После этих слов Концеровича все взоры сидящих обратились в сторону Сидора, а в камере нависла долгая не двусмысленная тишина.
— Я в принципе не против, — прервав тишину, извиняющимся тоном произнес Сидор, — Но кто его здесь купит?
— Это я возьму на себя, — уверенным жестом успокоил Концерович и обратился к Котовскому, — Мне нужна связь с внешним миром.
— Сейчас попробую, — пожал плечами тот и, подойдя к двери, постучал условным сигналом в небольшое металлическое окошко. Через некоторое время, створки распахнулись, и в проеме показалось черное лицо надзирателя.
— Чего хотел Котовский, — с сильным акцентом, белозубо произнес тот.
— Мне надо позвонить дяде, срочно, — лениво в ответ Котовский.
— У вас не осталось средств на телефоне Котовский, — покрутил телефоном в окне каебунец.
— Это я буду звонить, бледнолицый, — подошел к окошку Концерович, — Тебе положат на номер сколько надо.
— Десять нано биткоинов, — произнес в ответ тюремщик и протянул телефон Концеровичу.
— Где вас только таких жадных набирают в тюремщики, — раздраженно произнес Концерович, забирая телефон и набирая номер. — Але, Моисей Маркович. Вечер добрый, Концерович. Нет, пока еще в тюрьме. Но надеюсь, сегодня освободиться. Короче слушай. У меня здесь отличный пиджачок имеется. Старинной работы. Я тебе сейчас его сфотографирую и отправлю. А ты пока на сайт Новоквасковной тюрьмы зайди и посмотри общую задолженность по пятнадцатой камере. Все, перезвоню, — и он, отключив телефон, протянул его Котовскому. — Будьте добры, сфотографируйте этого пижона и отправьте фото куда я только, что звонил.
— С вас еще двадцать нано биткоинов, — просовывая голову в окошко, добавил тюремщик.
— А это еще за что, — с негодованием посмотрел на него Концерович.
— Десять за фото и десять за повторный звонок, — белозубо уточнил каебунец.
— Что за народ эти Каебунцы, хуже евреев, — покачал головой Концерович.
Котовский в это время, установил вспышку и сделав несколько фото Сидора, отправил их на номер Моисей Марковича. Тот, не заставив долго ждать, сразу перезвонил. Котовский включил динамик и направил телефон на Концеровича.
— Замечательный пиджачок, — раздался из динамика голос Моисей Марковича, — Я уже договорился с одним ломбардом в Лондоне.

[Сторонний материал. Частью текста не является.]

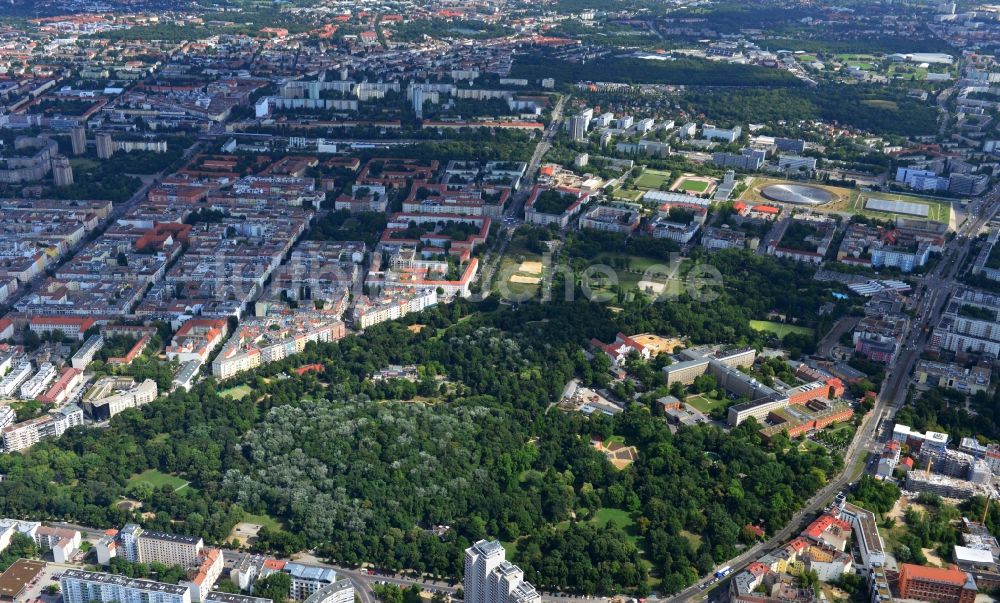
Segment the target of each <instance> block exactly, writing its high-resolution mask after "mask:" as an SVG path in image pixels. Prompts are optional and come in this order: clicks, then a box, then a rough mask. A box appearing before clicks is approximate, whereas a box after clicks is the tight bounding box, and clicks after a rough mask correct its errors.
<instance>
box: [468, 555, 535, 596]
mask: <svg viewBox="0 0 1000 603" xmlns="http://www.w3.org/2000/svg"><path fill="white" fill-rule="evenodd" d="M505 557H506V552H505V551H504V549H503V546H501V545H500V542H498V541H496V540H493V541H488V540H480V541H479V542H477V543H476V544H474V545H472V546H471V547H469V548H467V549H465V584H464V585H463V587H464V589H465V601H466V603H539V601H541V596H540V595H539V594H538V593H537V592H536V591H535V588H534V587H533V586H532V585H531V584H529V583H527V582H525V581H524V572H522V571H521V568H519V567H517V566H516V565H514V564H512V563H510V562H508V561H507V560H506V559H505Z"/></svg>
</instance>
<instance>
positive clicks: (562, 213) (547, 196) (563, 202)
mask: <svg viewBox="0 0 1000 603" xmlns="http://www.w3.org/2000/svg"><path fill="white" fill-rule="evenodd" d="M588 198H589V194H587V193H585V192H583V191H580V190H577V189H571V188H562V187H558V188H546V187H542V186H541V185H536V186H535V188H534V189H532V191H531V196H530V197H528V201H527V202H526V203H525V205H524V219H525V221H526V222H528V223H529V224H537V225H539V226H548V225H549V224H555V225H556V226H558V227H560V228H566V226H568V225H569V221H570V220H571V219H572V218H573V216H575V215H576V214H578V213H580V210H582V209H583V206H584V205H585V204H586V202H587V199H588Z"/></svg>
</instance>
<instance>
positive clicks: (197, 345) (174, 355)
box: [166, 318, 229, 363]
mask: <svg viewBox="0 0 1000 603" xmlns="http://www.w3.org/2000/svg"><path fill="white" fill-rule="evenodd" d="M228 333H229V323H228V322H227V321H226V320H225V319H223V318H192V319H190V320H188V321H186V322H185V323H184V324H183V325H181V328H179V329H177V332H176V333H174V337H173V339H172V340H171V341H170V345H168V346H167V350H166V352H167V358H168V359H170V360H177V361H178V362H186V361H188V360H198V361H200V362H202V363H204V362H205V361H206V360H208V356H209V354H211V352H212V350H214V349H215V348H216V346H218V345H219V344H220V343H222V340H223V339H224V338H225V337H226V335H227V334H228Z"/></svg>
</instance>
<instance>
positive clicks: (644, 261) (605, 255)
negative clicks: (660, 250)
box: [594, 253, 669, 272]
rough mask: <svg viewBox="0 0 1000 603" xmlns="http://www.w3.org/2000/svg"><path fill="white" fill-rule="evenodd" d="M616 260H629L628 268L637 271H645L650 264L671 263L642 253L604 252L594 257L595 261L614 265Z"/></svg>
mask: <svg viewBox="0 0 1000 603" xmlns="http://www.w3.org/2000/svg"><path fill="white" fill-rule="evenodd" d="M616 260H617V261H621V260H625V261H626V262H628V264H627V266H628V268H627V270H629V271H636V272H645V271H646V270H647V269H648V268H649V267H650V266H657V265H659V266H667V265H668V264H669V262H667V261H666V260H658V259H655V258H647V257H643V256H641V255H628V254H627V253H602V254H600V255H598V256H597V257H595V258H594V263H595V264H607V265H608V266H612V267H614V266H615V264H616Z"/></svg>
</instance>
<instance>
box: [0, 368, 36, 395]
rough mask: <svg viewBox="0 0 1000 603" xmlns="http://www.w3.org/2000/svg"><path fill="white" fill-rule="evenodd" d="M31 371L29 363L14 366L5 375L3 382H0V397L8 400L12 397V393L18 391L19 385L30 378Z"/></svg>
mask: <svg viewBox="0 0 1000 603" xmlns="http://www.w3.org/2000/svg"><path fill="white" fill-rule="evenodd" d="M31 370H32V367H31V363H30V362H22V363H20V364H18V365H17V366H15V367H14V368H13V369H12V370H11V371H10V372H9V373H7V376H6V377H4V378H3V381H0V397H2V398H9V397H11V396H13V395H14V392H16V391H17V390H18V389H20V387H21V384H22V383H24V382H25V381H26V380H27V379H28V377H30V376H31Z"/></svg>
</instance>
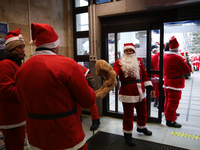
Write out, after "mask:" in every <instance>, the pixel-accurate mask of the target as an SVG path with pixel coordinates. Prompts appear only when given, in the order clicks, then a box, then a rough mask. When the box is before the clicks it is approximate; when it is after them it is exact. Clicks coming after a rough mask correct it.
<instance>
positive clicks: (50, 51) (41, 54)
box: [31, 50, 57, 57]
mask: <svg viewBox="0 0 200 150" xmlns="http://www.w3.org/2000/svg"><path fill="white" fill-rule="evenodd" d="M35 55H57V54H56V53H54V52H52V51H49V50H41V51H36V52H34V53H33V54H32V56H35ZM32 56H31V57H32Z"/></svg>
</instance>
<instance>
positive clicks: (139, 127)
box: [137, 124, 146, 129]
mask: <svg viewBox="0 0 200 150" xmlns="http://www.w3.org/2000/svg"><path fill="white" fill-rule="evenodd" d="M137 128H139V129H144V128H146V126H139V125H138V124H137Z"/></svg>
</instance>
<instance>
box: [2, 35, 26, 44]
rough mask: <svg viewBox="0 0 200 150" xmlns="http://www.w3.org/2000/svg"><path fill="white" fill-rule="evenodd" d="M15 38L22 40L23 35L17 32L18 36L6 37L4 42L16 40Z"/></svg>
mask: <svg viewBox="0 0 200 150" xmlns="http://www.w3.org/2000/svg"><path fill="white" fill-rule="evenodd" d="M16 40H19V41H22V42H24V37H23V36H22V35H21V34H19V35H18V36H14V37H11V38H9V39H7V40H6V43H5V44H8V43H9V42H12V41H16Z"/></svg>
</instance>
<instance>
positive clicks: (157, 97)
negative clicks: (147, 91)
mask: <svg viewBox="0 0 200 150" xmlns="http://www.w3.org/2000/svg"><path fill="white" fill-rule="evenodd" d="M154 91H155V96H156V97H157V99H159V82H158V83H154Z"/></svg>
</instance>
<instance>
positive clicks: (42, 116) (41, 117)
mask: <svg viewBox="0 0 200 150" xmlns="http://www.w3.org/2000/svg"><path fill="white" fill-rule="evenodd" d="M76 112H77V107H75V108H74V109H72V110H70V111H66V112H63V113H58V114H51V115H40V114H33V113H29V112H26V115H27V117H28V118H32V119H39V120H52V119H59V118H64V117H68V116H71V115H73V114H75V113H76Z"/></svg>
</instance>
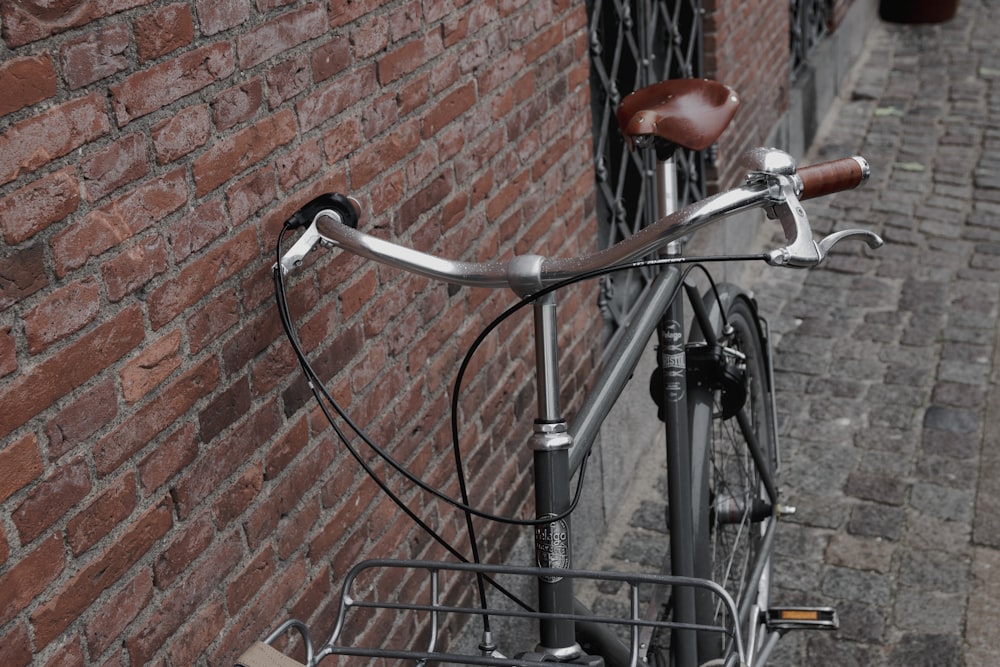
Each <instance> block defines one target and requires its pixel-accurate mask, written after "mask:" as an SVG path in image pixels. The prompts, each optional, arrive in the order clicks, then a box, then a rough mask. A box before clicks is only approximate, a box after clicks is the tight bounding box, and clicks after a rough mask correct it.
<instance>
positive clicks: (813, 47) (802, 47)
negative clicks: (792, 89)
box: [790, 0, 830, 80]
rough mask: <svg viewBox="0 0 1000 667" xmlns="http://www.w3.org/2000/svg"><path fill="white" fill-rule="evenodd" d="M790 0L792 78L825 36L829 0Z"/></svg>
mask: <svg viewBox="0 0 1000 667" xmlns="http://www.w3.org/2000/svg"><path fill="white" fill-rule="evenodd" d="M790 1H791V35H790V38H791V57H792V67H791V72H792V79H793V80H794V79H795V78H796V77H797V76H798V75H799V74H800V73H801V71H802V68H803V67H805V65H806V63H807V62H808V60H809V54H810V53H812V50H813V49H815V48H816V46H817V45H818V44H819V43H820V41H822V39H823V37H825V36H826V34H827V31H828V26H829V22H830V0H790Z"/></svg>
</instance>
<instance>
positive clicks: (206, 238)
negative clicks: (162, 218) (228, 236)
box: [170, 197, 229, 262]
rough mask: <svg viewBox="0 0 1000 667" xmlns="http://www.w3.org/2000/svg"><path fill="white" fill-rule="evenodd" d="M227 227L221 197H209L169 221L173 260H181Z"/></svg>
mask: <svg viewBox="0 0 1000 667" xmlns="http://www.w3.org/2000/svg"><path fill="white" fill-rule="evenodd" d="M228 229H229V220H228V219H227V216H226V209H225V205H224V203H223V199H222V198H221V197H218V198H215V199H209V200H208V201H206V202H204V203H203V204H201V205H200V206H198V207H197V208H195V209H194V210H192V211H191V212H190V213H188V214H186V215H184V216H182V217H181V218H179V219H177V220H176V221H174V222H172V223H170V248H171V250H172V251H173V256H174V261H175V262H181V261H183V260H184V259H186V258H187V257H188V255H191V254H192V253H195V252H197V251H199V250H201V249H202V248H204V247H205V246H207V245H208V244H209V243H211V242H212V241H214V240H215V239H217V238H219V237H220V236H222V235H223V234H224V233H225V232H226V231H227V230H228Z"/></svg>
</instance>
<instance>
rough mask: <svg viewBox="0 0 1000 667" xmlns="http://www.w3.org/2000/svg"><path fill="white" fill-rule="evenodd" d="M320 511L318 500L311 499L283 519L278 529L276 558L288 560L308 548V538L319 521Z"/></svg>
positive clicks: (304, 502) (316, 499)
mask: <svg viewBox="0 0 1000 667" xmlns="http://www.w3.org/2000/svg"><path fill="white" fill-rule="evenodd" d="M320 511H321V510H320V503H319V499H318V498H312V499H309V500H306V501H304V502H303V503H302V504H301V505H300V506H299V507H296V508H295V510H294V511H293V512H292V513H291V514H289V515H288V516H287V517H285V521H284V522H282V525H281V526H279V528H278V535H277V544H278V558H280V559H281V560H288V559H289V558H290V557H291V556H292V554H294V553H295V552H297V551H304V550H305V549H306V547H308V544H309V540H308V536H309V535H310V534H311V533H312V530H313V526H316V524H317V522H318V521H319V517H320Z"/></svg>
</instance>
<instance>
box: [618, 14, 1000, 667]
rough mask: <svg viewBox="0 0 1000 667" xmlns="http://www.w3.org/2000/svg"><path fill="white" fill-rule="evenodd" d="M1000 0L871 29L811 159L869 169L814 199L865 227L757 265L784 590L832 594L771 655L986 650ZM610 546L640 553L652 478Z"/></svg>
mask: <svg viewBox="0 0 1000 667" xmlns="http://www.w3.org/2000/svg"><path fill="white" fill-rule="evenodd" d="M998 27H1000V2H997V1H995V0H963V2H962V4H961V7H960V10H959V14H958V16H957V17H956V18H955V19H953V20H952V21H950V22H947V23H943V24H937V25H923V26H913V25H909V26H906V25H892V24H879V25H876V26H873V27H872V29H871V32H870V34H869V37H868V41H867V44H866V48H865V52H864V53H863V54H862V56H861V59H860V61H859V65H858V67H857V68H856V70H855V74H854V78H853V80H852V84H851V85H850V87H849V91H848V92H847V93H845V96H844V97H843V98H842V99H840V100H839V101H838V103H837V106H836V108H834V109H832V110H831V113H830V115H829V117H828V119H827V122H826V125H825V126H824V129H823V131H822V135H821V140H820V141H819V142H818V144H817V146H816V147H814V149H813V155H811V156H810V157H811V158H812V159H813V160H814V161H816V160H821V159H826V158H832V157H840V156H843V155H849V154H852V153H860V154H862V155H865V156H866V157H868V159H869V160H870V162H871V164H872V169H873V177H872V181H871V182H870V183H869V185H868V186H867V187H866V188H865V189H863V190H859V191H856V192H852V193H843V194H841V195H837V196H836V197H834V198H830V199H829V200H828V201H826V202H822V203H813V202H810V206H808V207H807V208H808V211H809V214H810V218H811V219H812V220H813V222H814V225H815V226H816V227H817V228H818V229H819V230H820V231H829V230H831V229H840V228H846V227H866V228H869V229H873V230H875V231H877V232H879V233H880V234H882V235H883V236H884V238H885V240H886V246H885V247H884V248H882V249H881V250H879V251H878V252H876V253H872V252H869V251H867V250H866V249H865V250H862V249H861V244H845V245H850V247H845V248H843V249H842V250H840V248H839V247H838V252H836V254H835V255H834V256H832V257H831V258H830V259H829V260H828V262H827V263H826V264H824V265H823V266H822V267H821V268H819V269H816V270H812V271H808V272H799V271H790V270H782V271H778V270H773V269H767V268H766V267H765V268H764V269H763V270H762V271H761V272H760V273H759V274H756V275H755V277H754V278H753V280H752V284H753V285H754V286H755V287H754V289H755V294H756V296H757V297H758V299H759V301H760V304H761V308H762V310H763V311H764V312H765V313H766V314H767V315H768V317H769V320H770V322H771V326H772V328H773V329H774V331H775V334H776V335H775V336H774V337H775V339H776V341H777V348H776V349H777V352H776V366H777V369H776V371H777V378H776V382H777V386H778V405H779V412H780V434H781V442H782V456H783V468H782V482H783V486H784V502H785V503H787V504H790V505H793V506H795V507H796V508H797V513H796V514H795V515H794V516H793V517H790V518H789V519H787V520H786V521H784V523H783V525H782V527H781V529H780V531H779V539H778V546H777V551H778V555H777V558H776V562H775V582H776V585H777V588H776V590H775V595H776V598H777V601H778V602H779V603H780V602H783V603H790V604H794V603H800V604H809V605H827V604H829V605H833V606H835V607H836V608H837V609H838V612H839V614H840V618H841V627H840V629H839V630H838V631H837V632H835V633H798V634H790V635H788V636H787V637H786V638H785V639H783V640H782V642H781V643H780V644H779V649H778V651H777V652H776V655H775V657H774V660H773V662H772V664H776V665H781V666H784V665H812V666H821V665H838V666H851V665H862V666H876V665H892V666H895V665H900V666H902V665H906V666H907V667H913V666H921V665H927V666H934V667H940V666H961V665H964V666H965V667H978V666H981V665H996V664H1000V631H998V629H997V628H998V627H1000V345H998V342H1000V339H998V327H997V320H998V317H1000V39H998V37H997V28H998ZM636 486H637V487H641V489H640V491H638V492H637V493H636V494H635V498H636V499H635V501H634V503H633V504H632V505H631V507H630V508H629V510H628V511H629V513H630V514H629V515H628V516H626V517H625V518H623V519H622V520H621V521H620V522H619V523H620V524H623V525H625V526H627V527H626V528H625V529H624V530H622V531H621V533H620V534H618V535H615V536H614V540H615V541H614V543H613V544H611V545H610V546H608V547H607V549H606V554H607V560H608V562H607V566H609V567H618V568H626V569H627V568H629V567H635V566H640V567H641V566H642V565H643V564H648V563H654V562H656V561H657V559H658V558H659V556H660V555H661V553H660V550H661V549H662V547H661V546H658V545H661V544H662V541H663V539H662V538H663V536H662V534H659V535H657V533H656V531H654V530H650V527H651V526H652V525H654V523H652V522H651V521H650V519H649V517H650V516H655V517H659V516H662V507H658V505H662V499H661V498H657V497H656V495H655V493H654V492H652V491H651V490H652V489H656V488H657V485H656V484H655V482H650V481H649V480H639V481H638V484H637V485H636Z"/></svg>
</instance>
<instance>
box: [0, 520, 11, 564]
mask: <svg viewBox="0 0 1000 667" xmlns="http://www.w3.org/2000/svg"><path fill="white" fill-rule="evenodd" d="M9 557H10V543H9V542H8V541H7V531H6V530H5V529H4V527H3V524H0V565H3V564H4V563H6V562H7V559H8V558H9Z"/></svg>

И они готовы покрыть все расходы.
— Не кричи так громко. Здесь уже люди спать ложатся, — недовольно перебил его Концерович, — И что мы можем с него себе позволить?
— Все, — небрежно ответил Моисей Марковича, добавил, — Я, имею ввиду погашения всей задолженности по пятнадцатой камере, и два билета в Лондон на утренний рейс. Ждите. Через час буду в тюрьме, — коротко ответил Моисей Маркович.
Как только телефон отключился, в камере началось радостное оживление. Народ стал собирать свой нехитрый скарб и каждый старался подойти к Сидору, пожать руку, обнять или похлопать по плечу.
— Аккуратно, аккуратно. Пиджачок не попорите, — отгонял Концерович особо рьяных от Сидора, — Нам его еще в Лондоне достойным людям показывать.